Gynécologue

Gynécologue, le médecin spécialiste de la femme.

La vie d’une femme est régie par des transformations physiologiques de son corps : puberté, contraceptioin, grossesse, maladies, etc. C’est le rôle du gynécologue de prévenir et d’intervenir auprès des femmes pour les aider à mieux connaître leur corps.

Grâce à cette fiche et aux témoignages de Cindy, Elie et Camille, tous les trois gynécologues dans un cabinet, un centre médical et un hôpital, vous comprendrez mieux le quotidien d’un gynécologue, les compétences à avoir et le salaire.

En quoi consiste le métier de gynécologue ?

Cindy : Le gynécologue est un médecin spécialiste de l’appareil génital de la femme.

Elie : Il a un rôle d’expertise, de conseil et de soignant auprès des femmes. Il est là pour parler de sexualité, de contraception ou encore de dépistage du cancer. 

Camille : Il est à l’écoute des envies et des problèmes des femmes, que ce soit avant, pendant ou après une grossesse.

Qu’est-ce que vous aimez le plus dans votre métier ?

Cindy : Accompagner et contrôler la grossesse d’une femme enceinte jusqu’à la naissance du bébé est pour moi la partie la plus intéressante du métier.

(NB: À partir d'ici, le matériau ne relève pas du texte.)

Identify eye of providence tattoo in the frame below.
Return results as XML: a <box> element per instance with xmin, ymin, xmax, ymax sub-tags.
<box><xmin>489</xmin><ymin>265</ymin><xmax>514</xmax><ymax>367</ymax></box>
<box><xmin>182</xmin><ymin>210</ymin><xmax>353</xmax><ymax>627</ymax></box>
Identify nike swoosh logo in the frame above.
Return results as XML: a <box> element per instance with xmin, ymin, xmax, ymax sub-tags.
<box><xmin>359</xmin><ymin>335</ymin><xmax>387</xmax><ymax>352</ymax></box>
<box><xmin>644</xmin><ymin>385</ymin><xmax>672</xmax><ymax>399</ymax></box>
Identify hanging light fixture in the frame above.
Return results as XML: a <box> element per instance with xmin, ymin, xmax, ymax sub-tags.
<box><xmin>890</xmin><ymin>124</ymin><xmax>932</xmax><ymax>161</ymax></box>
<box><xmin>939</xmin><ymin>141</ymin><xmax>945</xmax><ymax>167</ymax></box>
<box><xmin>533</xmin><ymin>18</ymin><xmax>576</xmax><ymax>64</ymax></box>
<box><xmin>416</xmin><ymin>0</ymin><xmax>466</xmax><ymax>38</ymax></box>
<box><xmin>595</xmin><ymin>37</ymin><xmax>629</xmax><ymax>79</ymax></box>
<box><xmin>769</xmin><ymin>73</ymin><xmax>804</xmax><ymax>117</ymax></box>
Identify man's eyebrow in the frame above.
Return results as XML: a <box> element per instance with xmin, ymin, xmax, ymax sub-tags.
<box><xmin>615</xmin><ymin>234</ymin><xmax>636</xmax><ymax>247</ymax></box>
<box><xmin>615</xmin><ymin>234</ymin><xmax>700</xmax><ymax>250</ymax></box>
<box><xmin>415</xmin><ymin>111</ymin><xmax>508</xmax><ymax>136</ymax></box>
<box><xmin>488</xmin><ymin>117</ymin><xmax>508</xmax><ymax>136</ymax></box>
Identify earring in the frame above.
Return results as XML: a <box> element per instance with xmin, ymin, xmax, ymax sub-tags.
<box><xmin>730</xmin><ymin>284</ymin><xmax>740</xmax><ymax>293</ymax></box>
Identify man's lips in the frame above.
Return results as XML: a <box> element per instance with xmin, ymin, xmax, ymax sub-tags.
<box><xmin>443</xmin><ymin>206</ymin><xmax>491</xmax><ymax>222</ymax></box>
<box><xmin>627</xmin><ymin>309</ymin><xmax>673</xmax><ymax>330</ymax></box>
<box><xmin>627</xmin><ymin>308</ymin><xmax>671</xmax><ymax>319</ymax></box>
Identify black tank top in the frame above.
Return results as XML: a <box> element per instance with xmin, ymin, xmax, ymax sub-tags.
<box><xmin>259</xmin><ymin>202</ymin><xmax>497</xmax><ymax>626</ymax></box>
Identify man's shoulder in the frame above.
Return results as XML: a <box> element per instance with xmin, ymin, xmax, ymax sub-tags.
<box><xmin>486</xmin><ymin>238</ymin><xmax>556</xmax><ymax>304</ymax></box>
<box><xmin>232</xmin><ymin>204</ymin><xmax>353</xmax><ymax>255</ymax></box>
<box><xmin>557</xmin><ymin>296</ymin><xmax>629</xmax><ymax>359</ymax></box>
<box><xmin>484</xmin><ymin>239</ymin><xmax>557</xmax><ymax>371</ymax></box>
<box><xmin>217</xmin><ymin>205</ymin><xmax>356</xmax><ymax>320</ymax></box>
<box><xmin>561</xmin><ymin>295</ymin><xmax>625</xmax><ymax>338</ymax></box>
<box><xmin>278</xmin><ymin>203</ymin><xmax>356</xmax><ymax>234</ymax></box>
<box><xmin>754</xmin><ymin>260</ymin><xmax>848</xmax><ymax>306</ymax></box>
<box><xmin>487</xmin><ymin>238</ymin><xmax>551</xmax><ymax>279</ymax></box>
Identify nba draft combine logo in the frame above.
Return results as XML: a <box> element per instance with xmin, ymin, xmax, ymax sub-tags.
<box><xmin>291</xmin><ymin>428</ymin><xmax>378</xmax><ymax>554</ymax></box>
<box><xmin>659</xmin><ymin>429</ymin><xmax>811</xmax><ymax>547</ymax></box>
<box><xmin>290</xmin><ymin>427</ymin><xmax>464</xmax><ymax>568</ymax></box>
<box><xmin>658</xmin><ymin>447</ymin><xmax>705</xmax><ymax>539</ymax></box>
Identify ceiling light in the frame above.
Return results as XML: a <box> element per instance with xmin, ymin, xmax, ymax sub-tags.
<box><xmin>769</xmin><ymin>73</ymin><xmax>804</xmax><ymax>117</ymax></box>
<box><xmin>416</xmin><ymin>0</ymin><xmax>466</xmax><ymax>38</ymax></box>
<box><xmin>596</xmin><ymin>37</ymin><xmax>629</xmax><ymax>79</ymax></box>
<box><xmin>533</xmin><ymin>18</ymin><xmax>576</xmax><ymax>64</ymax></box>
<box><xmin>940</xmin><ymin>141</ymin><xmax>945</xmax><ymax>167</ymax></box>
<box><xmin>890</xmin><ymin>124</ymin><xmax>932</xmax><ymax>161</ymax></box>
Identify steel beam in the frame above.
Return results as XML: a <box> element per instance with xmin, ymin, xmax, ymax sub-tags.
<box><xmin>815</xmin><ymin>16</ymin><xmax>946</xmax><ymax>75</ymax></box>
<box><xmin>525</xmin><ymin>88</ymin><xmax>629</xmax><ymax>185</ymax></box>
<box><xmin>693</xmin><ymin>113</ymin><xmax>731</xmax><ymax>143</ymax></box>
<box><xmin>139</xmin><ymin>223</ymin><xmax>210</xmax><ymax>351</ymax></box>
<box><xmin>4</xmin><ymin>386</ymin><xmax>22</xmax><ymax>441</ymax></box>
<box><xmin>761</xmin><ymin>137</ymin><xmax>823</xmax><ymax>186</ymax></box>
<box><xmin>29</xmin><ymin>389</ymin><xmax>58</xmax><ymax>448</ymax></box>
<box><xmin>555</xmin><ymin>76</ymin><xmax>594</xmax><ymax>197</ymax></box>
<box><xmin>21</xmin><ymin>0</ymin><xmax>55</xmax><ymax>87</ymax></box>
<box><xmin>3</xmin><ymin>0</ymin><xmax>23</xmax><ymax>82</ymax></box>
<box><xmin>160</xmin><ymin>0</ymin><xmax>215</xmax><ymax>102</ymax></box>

Elie : Le suivi des patients, l’écoute et la prévention sont des missions très importantes dans notre quotidien.

Camille : C’est un métier de pointe, très connecté, à base d’analyses.

Qu’est-ce que vous aimez le moins ?

Cindy : Il faut savoir faire preuve de sang-froid pour être réactif face à des situations compliquées et savoir rester diplomate.

Elie : Il faut être résistant à la fatigue et au stress. Il y a parfois des gardes à faire la nuit, pour les urgences.

Camille : Et à l’hôpital, les horaires sont irréguliers : on peut travailler de jour comme de nuit, le week-end et aussi les jours fériés.

Quelles sont les qualités requises pour exercer ce métier ?

Cindy : La communication est aussi essentielle pour prévenir les patients des risques et des maladies, des pratiques de consultation ou encore pour les aiguiller dans leur future grossesse.

Elie : L’écoute des patientes est primordiale. Et il faut être rigoureux lors des examens pratiqués. Une consultation n’est pas forcément un moment agréable pour les femmes, autant être doux et prévenant.

Camille : A mon avis, il faut faire preuve d’empathie et aussi de psychologie, surtout s’il y a un problème médical à annoncer.

Quelles sont les formations pour devenir gynécologue ?

Il faut faire des études longues de médecine pour devenir gynécologue, puisque la gynécologie est une spécialité de la médecine.

Après une première année d’études de médecine générale (PACES : première année commune des études de santé) avec un concours très sélectif en fin d’année, les 5 années suivantes servent aux apprentissages théoriques et pratiques, et c’est le concours de fin de 5e année qui permet d’accéder à l’internat selon les résultats et la spécialité choisie. Pour devenir gynécologue, il faudra ensuite encore compter entre 4 et 5 ans d’études. C’est le diplôme d’études spécialisées (DES) de gynécologie médicale ou de gynécologie obstétrique qui valide le métier.

Y a-t-il un concours ?

En tant que médecin, le gynécologue doit avoir franchi toutes les étapes du cursus des études de médecine : Paces (première année commune aux études de santé) concours, 2e, 3e, 4e, 5e et 6e années de médecine, avec les concours associés.

Existe-t-il des écoles de gynécologue ?

Sans une école de médecine, impossible de se diriger vers ce métier.

Quel est le salaire d’un gynécologue ?

Le salaire d’un gynécologue débute à 45K€ et peut aller jusqu’à 100K€. Cela dépend surtout de l’expérience et du lieu de travail (libéral, en clinique privée ou hôpital public).

Quels conseils donneriez-vous aux personnes qui souhaitent exercer ce métier ?

Cindy : Soyez patient et acharné de travail ! Les études de médecine sont longues mais en valent la peine.

Elie : Il faut aimer la médecine et son métier.

Camille : Restez en constante veille médicale. La recherche scientifique doit être un de vos centres d’intérêt.

Quel autre métier auriez-vous pu choisir ?

Cindy : Obstétricien pour intervenir aussi pendant et après l’accouchement.

Elie : Un métier dans la recherche.

Camille : Pour moi, ce serait plutôt une fonction de direction dans la santé publique, comme médecin chef de service ou administrateur de l’hôpital, par exemple.